Build customs preparation into the shipping process before the package leaves the warehouse. Confirm product classification, origin, value, invoice details, packing list, recipient information, and any region-specific requirements. For recurring routes, create reusable documentation checklists so the team is not starting from scratch each time.
It also helps to separate standard shipments from exceptions. A normal shipment can move through a simple clearance checklist. A controlled, high-value, or unfamiliar international shipment should trigger extra review before pickup. That keeps customs clearance from becoming a last-minute scramble.
Customs clearance is a long, frustrating part of the delivery process that cannot be avoided. If the value of the item is more than the minimum value for gifts or commercial items in the desired destination country, the shipment may need to be inspected by that country’s Customs Authority, which prolongs the shipping process.

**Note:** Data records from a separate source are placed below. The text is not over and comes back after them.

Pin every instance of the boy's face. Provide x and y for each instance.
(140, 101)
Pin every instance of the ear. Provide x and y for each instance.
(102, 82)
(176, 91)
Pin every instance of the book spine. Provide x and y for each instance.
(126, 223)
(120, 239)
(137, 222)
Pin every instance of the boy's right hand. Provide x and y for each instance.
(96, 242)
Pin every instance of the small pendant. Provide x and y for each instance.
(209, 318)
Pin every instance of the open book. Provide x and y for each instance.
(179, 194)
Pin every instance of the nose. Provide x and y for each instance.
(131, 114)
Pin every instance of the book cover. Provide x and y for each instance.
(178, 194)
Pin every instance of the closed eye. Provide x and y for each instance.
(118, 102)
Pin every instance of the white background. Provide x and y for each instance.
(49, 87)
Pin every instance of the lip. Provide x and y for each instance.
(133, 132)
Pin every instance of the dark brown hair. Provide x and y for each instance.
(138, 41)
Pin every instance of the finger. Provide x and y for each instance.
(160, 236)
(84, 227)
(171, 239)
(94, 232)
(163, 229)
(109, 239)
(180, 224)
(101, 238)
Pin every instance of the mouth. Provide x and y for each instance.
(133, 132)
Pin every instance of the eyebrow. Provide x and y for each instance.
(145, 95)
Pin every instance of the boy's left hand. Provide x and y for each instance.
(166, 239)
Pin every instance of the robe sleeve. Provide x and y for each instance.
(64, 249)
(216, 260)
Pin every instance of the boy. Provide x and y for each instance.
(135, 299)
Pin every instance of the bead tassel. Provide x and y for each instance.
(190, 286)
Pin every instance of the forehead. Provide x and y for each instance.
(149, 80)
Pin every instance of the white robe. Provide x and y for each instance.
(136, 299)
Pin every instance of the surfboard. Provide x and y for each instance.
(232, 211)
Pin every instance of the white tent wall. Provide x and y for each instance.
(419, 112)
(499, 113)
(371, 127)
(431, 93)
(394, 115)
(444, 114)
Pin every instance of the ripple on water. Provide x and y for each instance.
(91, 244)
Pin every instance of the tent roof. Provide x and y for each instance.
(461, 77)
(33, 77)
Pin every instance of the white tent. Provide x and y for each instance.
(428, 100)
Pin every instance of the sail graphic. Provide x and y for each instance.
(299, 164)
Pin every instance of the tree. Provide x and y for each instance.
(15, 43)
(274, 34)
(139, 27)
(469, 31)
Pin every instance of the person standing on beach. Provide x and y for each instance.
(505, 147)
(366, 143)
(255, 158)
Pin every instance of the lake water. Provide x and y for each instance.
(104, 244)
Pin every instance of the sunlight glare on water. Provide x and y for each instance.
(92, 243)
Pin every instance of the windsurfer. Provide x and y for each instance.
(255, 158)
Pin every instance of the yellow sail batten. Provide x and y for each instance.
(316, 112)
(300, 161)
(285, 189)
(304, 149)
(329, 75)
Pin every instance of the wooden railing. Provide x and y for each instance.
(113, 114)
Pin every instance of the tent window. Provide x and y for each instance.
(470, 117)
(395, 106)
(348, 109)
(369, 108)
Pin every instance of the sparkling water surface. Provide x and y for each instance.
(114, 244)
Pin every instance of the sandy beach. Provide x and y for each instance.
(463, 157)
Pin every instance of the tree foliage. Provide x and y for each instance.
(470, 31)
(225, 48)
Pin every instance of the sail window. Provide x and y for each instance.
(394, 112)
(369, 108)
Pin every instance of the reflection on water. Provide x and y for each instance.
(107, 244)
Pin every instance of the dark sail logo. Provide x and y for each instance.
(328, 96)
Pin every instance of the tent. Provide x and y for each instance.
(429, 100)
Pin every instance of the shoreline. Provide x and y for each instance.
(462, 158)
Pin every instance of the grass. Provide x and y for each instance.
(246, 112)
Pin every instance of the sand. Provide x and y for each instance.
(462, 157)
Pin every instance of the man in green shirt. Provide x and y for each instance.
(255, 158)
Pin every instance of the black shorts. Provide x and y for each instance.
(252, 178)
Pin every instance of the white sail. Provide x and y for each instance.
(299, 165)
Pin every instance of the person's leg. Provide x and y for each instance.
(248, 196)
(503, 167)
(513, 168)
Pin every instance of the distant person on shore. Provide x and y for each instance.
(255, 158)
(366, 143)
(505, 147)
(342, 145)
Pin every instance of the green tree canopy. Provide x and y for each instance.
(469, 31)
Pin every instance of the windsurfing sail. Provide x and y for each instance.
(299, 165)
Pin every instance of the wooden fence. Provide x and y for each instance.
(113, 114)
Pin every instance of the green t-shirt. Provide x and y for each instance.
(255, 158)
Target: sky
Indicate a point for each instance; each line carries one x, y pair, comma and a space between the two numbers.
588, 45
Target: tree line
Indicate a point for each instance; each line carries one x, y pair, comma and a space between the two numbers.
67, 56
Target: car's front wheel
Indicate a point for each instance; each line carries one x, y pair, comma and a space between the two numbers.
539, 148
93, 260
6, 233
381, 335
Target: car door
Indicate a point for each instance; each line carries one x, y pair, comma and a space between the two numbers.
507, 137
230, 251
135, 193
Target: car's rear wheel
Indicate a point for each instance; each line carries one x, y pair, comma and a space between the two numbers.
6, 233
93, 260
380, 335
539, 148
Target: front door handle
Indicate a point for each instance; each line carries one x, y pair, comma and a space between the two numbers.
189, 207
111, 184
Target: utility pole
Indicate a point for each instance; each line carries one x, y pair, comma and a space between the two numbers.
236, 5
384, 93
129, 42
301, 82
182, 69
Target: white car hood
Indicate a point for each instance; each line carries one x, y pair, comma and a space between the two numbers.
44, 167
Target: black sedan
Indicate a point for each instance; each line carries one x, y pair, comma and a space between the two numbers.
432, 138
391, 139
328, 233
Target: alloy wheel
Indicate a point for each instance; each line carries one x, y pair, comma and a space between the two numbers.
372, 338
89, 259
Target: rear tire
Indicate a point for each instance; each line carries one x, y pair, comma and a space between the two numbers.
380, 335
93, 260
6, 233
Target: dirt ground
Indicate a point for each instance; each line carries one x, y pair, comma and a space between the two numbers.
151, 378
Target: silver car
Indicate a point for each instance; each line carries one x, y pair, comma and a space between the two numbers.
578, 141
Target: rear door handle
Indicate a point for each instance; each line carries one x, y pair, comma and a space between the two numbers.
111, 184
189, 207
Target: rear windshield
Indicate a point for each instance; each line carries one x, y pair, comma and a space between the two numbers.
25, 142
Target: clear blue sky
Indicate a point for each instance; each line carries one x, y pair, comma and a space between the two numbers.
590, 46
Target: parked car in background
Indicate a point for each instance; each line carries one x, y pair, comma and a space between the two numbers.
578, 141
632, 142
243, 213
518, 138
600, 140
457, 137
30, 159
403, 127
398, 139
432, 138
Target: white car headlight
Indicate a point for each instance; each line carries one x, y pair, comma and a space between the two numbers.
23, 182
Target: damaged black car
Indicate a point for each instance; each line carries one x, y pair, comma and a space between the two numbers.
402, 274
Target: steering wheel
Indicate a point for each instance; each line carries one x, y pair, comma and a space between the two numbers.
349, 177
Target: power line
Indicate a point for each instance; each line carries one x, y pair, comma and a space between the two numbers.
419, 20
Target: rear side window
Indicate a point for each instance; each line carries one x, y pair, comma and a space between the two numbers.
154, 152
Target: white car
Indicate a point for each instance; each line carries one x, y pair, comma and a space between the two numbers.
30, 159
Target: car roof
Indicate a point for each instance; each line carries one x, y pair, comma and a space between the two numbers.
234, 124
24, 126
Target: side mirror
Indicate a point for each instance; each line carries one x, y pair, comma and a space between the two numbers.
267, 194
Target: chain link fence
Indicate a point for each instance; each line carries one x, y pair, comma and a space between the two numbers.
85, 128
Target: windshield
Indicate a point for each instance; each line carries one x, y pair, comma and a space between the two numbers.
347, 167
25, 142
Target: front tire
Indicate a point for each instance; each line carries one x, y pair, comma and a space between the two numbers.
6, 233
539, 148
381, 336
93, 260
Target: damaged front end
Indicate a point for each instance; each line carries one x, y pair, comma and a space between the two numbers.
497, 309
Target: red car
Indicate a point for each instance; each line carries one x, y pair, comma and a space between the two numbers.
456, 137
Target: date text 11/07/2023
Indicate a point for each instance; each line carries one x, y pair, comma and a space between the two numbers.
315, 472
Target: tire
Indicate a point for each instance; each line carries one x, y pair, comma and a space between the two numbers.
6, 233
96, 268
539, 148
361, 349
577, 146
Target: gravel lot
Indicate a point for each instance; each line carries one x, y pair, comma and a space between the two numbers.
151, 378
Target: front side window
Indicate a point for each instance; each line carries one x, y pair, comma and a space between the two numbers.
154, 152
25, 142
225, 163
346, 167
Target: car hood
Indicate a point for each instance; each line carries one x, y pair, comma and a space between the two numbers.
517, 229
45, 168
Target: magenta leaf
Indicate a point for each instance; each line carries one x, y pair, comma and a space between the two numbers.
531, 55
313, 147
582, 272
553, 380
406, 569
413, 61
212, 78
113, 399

Preparing in advance means the parcel is less likely to be held up with hundreds, if not thousands, of other parcels arriving at the same destination for parcel delivery. That is why HS code checks, commercial invoice review, packing list review, and duties planning should happen before the package is handed to the carrier.
Ensure your customers are informed at all times

Customers are usually more tolerant of a delay when they know what is happening. Silence is what turns a shipping problem into a support problem.
Send clear updates when the order is confirmed, packed, dispatched, delayed, out for delivery, delivered, or flagged for exception review. Email and SMS notifications both have a place, especially when a customer needs to arrange access, sign for a package, or respond to a delivery issue. Services such as GTX Messaging show how order and status updates can be sent across messaging channels.
Customer communication should also feed your retention process. Salesforce has practical guidance on improving customer satisfaction, and Appcues maintains a useful list of customer retention tools. For shipping teams, the operating principle is simple: the customer should not have to chase your company for basic delivery information.
The best shipping processes make exceptions visible before the customer complains. When a carrier misses a scan, a package is held at customs, or an address needs correction, the workflow should assign the issue, trigger the right update, and keep a record of what happened. That is how shipping moves from reactive firefighting to controlled operations.
Time is very much against anyone eagerly waiting for something to arrive. Hours pass that feel like days, and those days feel like weeks. Instead of waiting for a knock at the front door, customers should be able to go about their daily lives with a better idea of when the parcel may arrive.
Enhancing shipping processes is crucial for both the customer and your business. From simplifying internal processes and choosing a courier service suitable for your business, to introducing Electronic Data Interchange and staying ahead of customer communications, the strongest operations give customers delivery confidence while saving the team money and invaluable time.